Adjusted Weighted Sum Recommender
('Mean Absolute error:', 0.86323777546087088)
('Root mean square error:', 1.102484964600412)

Weighted Sum Recommender
('Mean Absolute error:', 0.93259603420158754)
('Root mean square error:', 1.2079843971402182)
Total users: 5

Delta CF Recommender
('Mean Absolute error:', 0.44209858955782239)
('Root mean square error:', 0.55782801094441503)
Total users: 5

Delta Recommender
('Mean Absolute error:', 0.87222222222222212)
('Root mean square error:', 1.1162519959751556)
Total users: 5

Overall CF Recommender
('Mean Absolute error:', 0.46444096680953334)
('Root mean square error:', 0.5755979144663993)
Total users: 5

Overall Recommender
('Mean Absolute error:', 0.94444444444444464)
('Root mean square error:', 1.2237994873283717)

Dummy Recommender
('Mean Absolute error:', 0.8333333333333334)
('Root mean square error:', 1.1547005383792515)

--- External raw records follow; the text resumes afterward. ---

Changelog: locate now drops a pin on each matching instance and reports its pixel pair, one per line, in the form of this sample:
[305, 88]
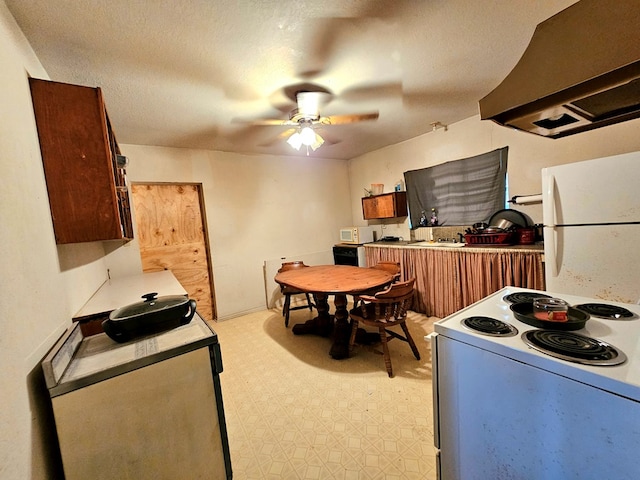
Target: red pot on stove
[526, 235]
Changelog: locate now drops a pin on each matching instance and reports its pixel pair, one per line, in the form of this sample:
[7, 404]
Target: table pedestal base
[326, 325]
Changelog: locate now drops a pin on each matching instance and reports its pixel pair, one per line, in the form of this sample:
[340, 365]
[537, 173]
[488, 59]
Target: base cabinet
[84, 170]
[387, 205]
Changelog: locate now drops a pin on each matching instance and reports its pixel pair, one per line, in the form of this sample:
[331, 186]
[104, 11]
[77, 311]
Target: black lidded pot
[152, 315]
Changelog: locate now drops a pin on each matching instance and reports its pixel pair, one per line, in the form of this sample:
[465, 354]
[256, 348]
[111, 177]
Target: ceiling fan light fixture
[295, 140]
[308, 136]
[305, 136]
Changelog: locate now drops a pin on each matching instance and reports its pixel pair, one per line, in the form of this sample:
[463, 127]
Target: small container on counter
[550, 309]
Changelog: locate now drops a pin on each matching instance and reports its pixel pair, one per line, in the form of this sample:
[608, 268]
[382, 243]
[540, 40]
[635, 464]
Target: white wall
[41, 285]
[528, 154]
[258, 208]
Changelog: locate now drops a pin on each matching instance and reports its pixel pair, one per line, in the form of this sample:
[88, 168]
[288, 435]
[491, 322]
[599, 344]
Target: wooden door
[172, 236]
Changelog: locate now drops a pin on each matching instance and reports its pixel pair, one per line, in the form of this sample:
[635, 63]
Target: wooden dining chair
[391, 267]
[383, 310]
[288, 292]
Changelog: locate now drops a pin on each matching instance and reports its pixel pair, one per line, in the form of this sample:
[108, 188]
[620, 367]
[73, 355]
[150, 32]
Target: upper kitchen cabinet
[387, 205]
[84, 170]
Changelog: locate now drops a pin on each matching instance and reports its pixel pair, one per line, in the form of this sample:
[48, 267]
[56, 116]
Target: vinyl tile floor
[293, 412]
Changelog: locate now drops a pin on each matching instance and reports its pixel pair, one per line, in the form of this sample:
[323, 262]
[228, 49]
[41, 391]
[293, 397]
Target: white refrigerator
[591, 215]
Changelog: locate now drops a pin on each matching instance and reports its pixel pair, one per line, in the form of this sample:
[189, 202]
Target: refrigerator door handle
[433, 338]
[548, 213]
[549, 201]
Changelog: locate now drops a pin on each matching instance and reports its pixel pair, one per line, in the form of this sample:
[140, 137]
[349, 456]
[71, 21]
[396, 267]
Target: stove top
[490, 326]
[574, 347]
[617, 371]
[524, 297]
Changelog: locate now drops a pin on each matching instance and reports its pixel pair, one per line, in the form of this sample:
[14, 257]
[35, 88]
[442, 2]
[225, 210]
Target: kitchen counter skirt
[449, 279]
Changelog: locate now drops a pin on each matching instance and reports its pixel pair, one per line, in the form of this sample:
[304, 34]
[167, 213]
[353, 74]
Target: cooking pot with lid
[153, 315]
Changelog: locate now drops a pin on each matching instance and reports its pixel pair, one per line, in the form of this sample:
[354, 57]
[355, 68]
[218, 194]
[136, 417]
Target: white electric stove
[505, 408]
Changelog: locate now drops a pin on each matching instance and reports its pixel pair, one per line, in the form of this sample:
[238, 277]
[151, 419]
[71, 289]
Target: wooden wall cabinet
[387, 205]
[87, 186]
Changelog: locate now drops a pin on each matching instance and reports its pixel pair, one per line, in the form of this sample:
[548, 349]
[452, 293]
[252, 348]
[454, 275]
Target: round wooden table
[339, 281]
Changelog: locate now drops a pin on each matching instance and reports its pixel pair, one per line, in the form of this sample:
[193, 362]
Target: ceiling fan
[306, 117]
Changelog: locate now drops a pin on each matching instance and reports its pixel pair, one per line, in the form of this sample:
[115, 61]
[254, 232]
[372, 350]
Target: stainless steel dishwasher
[145, 409]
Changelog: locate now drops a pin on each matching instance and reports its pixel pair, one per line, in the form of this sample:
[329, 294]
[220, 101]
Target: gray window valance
[462, 191]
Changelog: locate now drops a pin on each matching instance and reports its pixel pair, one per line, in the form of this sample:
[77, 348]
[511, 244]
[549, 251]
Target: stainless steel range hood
[580, 71]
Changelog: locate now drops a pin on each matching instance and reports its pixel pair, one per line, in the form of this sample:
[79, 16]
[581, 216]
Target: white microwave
[356, 235]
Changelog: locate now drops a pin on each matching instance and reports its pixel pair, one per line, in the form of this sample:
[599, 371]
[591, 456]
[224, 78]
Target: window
[463, 191]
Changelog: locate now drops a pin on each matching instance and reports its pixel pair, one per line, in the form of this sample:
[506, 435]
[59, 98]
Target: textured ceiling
[181, 73]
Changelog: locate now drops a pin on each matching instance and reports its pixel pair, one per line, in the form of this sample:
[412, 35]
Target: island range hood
[580, 71]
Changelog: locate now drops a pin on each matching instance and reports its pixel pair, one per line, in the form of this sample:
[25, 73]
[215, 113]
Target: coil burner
[574, 347]
[489, 326]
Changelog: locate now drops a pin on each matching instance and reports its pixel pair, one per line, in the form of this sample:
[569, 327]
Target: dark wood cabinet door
[86, 187]
[387, 205]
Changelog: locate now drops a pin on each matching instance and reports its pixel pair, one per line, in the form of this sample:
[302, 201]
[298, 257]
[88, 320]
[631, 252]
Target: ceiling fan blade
[345, 119]
[266, 121]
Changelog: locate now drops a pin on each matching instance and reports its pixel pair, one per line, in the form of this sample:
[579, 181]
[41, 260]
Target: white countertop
[118, 292]
[468, 248]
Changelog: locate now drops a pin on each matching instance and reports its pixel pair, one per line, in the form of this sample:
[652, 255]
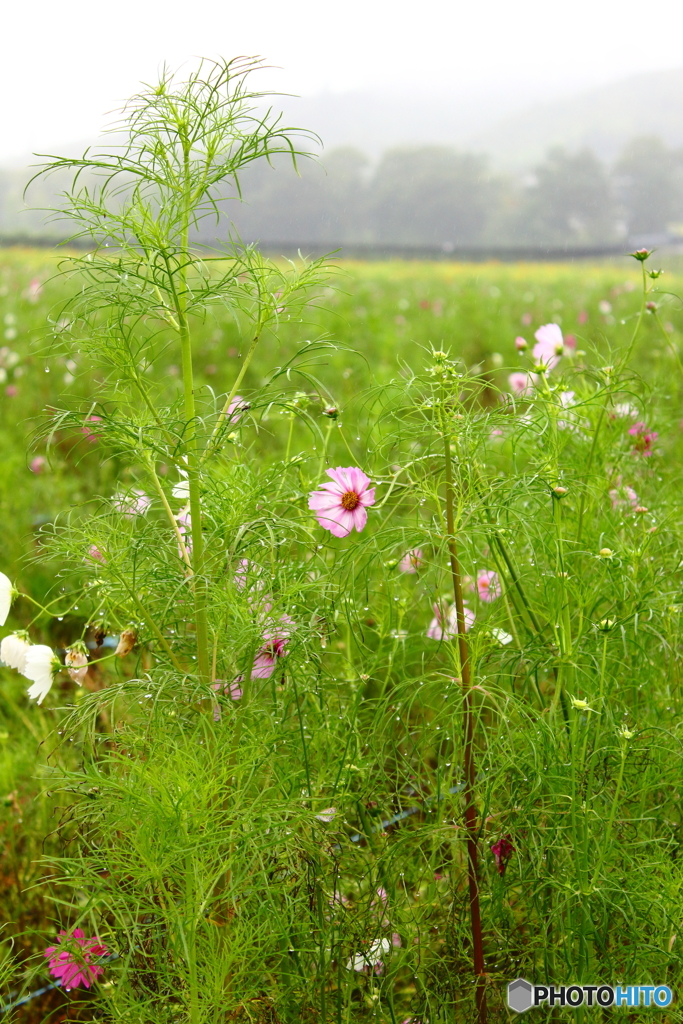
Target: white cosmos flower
[12, 651]
[41, 664]
[7, 592]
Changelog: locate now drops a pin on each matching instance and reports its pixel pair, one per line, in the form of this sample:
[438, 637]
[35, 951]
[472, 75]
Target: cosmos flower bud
[127, 641]
[76, 660]
[7, 594]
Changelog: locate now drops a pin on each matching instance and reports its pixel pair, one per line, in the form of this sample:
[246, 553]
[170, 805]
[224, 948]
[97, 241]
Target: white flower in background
[372, 957]
[41, 664]
[13, 649]
[7, 593]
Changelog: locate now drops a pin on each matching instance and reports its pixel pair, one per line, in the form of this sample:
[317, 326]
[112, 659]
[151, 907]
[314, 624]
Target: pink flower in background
[520, 383]
[275, 640]
[645, 438]
[88, 431]
[488, 586]
[132, 504]
[550, 345]
[444, 624]
[71, 962]
[412, 560]
[623, 497]
[34, 291]
[340, 506]
[502, 851]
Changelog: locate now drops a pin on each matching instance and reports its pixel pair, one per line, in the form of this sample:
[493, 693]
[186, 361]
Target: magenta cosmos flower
[488, 586]
[444, 624]
[71, 962]
[340, 506]
[550, 345]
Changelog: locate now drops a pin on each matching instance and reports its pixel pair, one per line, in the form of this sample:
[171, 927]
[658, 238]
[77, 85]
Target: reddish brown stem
[468, 752]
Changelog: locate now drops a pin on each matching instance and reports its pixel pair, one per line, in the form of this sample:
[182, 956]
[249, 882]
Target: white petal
[6, 594]
[13, 650]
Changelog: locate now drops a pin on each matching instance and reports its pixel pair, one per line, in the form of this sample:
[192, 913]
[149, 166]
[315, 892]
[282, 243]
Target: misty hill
[602, 120]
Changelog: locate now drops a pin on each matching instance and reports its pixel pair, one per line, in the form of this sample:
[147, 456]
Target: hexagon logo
[520, 995]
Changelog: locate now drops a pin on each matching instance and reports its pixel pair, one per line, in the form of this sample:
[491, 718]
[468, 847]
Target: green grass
[371, 722]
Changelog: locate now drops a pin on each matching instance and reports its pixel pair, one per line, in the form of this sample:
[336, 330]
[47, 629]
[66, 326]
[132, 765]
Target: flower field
[303, 829]
[341, 615]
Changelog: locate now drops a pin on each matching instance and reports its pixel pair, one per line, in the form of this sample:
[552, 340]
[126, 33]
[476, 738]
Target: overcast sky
[66, 62]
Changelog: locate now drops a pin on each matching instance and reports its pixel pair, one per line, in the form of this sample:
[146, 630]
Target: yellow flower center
[350, 501]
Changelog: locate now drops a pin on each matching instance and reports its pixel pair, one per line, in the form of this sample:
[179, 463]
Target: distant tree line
[436, 197]
[430, 197]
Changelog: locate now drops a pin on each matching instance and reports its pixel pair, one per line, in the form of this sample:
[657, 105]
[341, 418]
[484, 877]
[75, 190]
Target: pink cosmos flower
[275, 640]
[444, 624]
[502, 851]
[623, 497]
[520, 383]
[488, 586]
[550, 345]
[71, 962]
[645, 438]
[132, 504]
[412, 560]
[340, 506]
[34, 290]
[88, 431]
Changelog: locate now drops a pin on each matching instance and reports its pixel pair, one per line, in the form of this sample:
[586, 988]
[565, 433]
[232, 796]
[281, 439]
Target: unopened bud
[127, 641]
[76, 660]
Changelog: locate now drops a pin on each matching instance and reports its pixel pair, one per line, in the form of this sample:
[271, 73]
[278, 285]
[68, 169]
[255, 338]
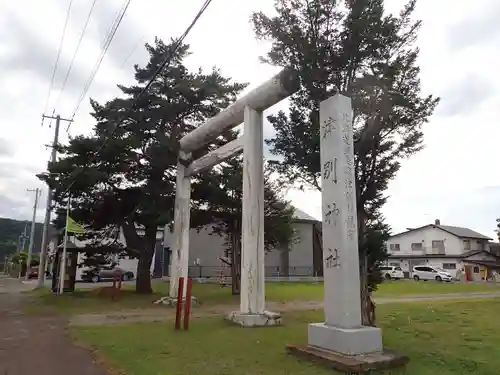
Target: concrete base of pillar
[172, 302]
[355, 364]
[265, 319]
[346, 341]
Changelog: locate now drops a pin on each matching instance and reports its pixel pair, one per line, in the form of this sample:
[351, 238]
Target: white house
[206, 250]
[445, 246]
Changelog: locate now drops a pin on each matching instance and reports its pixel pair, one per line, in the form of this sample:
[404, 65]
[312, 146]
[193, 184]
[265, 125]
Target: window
[449, 266]
[394, 247]
[438, 244]
[417, 246]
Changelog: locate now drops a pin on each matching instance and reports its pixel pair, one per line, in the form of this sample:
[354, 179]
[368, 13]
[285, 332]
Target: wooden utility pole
[37, 192]
[48, 206]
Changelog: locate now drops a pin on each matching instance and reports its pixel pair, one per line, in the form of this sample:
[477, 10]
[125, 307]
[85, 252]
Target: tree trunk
[144, 249]
[367, 305]
[143, 283]
[235, 265]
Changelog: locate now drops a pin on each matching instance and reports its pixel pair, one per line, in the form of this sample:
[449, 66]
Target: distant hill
[10, 230]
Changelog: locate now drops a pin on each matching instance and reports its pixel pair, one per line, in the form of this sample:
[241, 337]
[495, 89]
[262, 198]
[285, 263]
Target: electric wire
[167, 60]
[82, 34]
[57, 58]
[104, 50]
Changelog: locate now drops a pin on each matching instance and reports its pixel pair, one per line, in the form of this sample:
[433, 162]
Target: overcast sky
[454, 179]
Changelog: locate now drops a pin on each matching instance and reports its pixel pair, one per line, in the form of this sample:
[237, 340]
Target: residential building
[207, 253]
[449, 247]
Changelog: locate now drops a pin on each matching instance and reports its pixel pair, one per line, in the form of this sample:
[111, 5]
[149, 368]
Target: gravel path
[158, 314]
[37, 345]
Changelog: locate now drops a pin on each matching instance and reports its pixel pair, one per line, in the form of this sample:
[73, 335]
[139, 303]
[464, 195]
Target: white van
[430, 273]
[392, 272]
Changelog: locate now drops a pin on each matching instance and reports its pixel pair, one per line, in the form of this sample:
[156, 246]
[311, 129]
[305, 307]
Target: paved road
[37, 344]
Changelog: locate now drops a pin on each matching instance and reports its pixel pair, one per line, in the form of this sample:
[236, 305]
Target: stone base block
[265, 319]
[347, 341]
[364, 363]
[172, 302]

As it can be seen, the results show that for this small dataset, the dummy recommender system outperforms four other recommender system and its only beatean by two, both which are multi-criteria collaborative filtering recommenders. Just to note, the Adjusted Weighted Sum Recommender and the Weighted Sum Recommender are single-criterion collaborative filtering recommenders.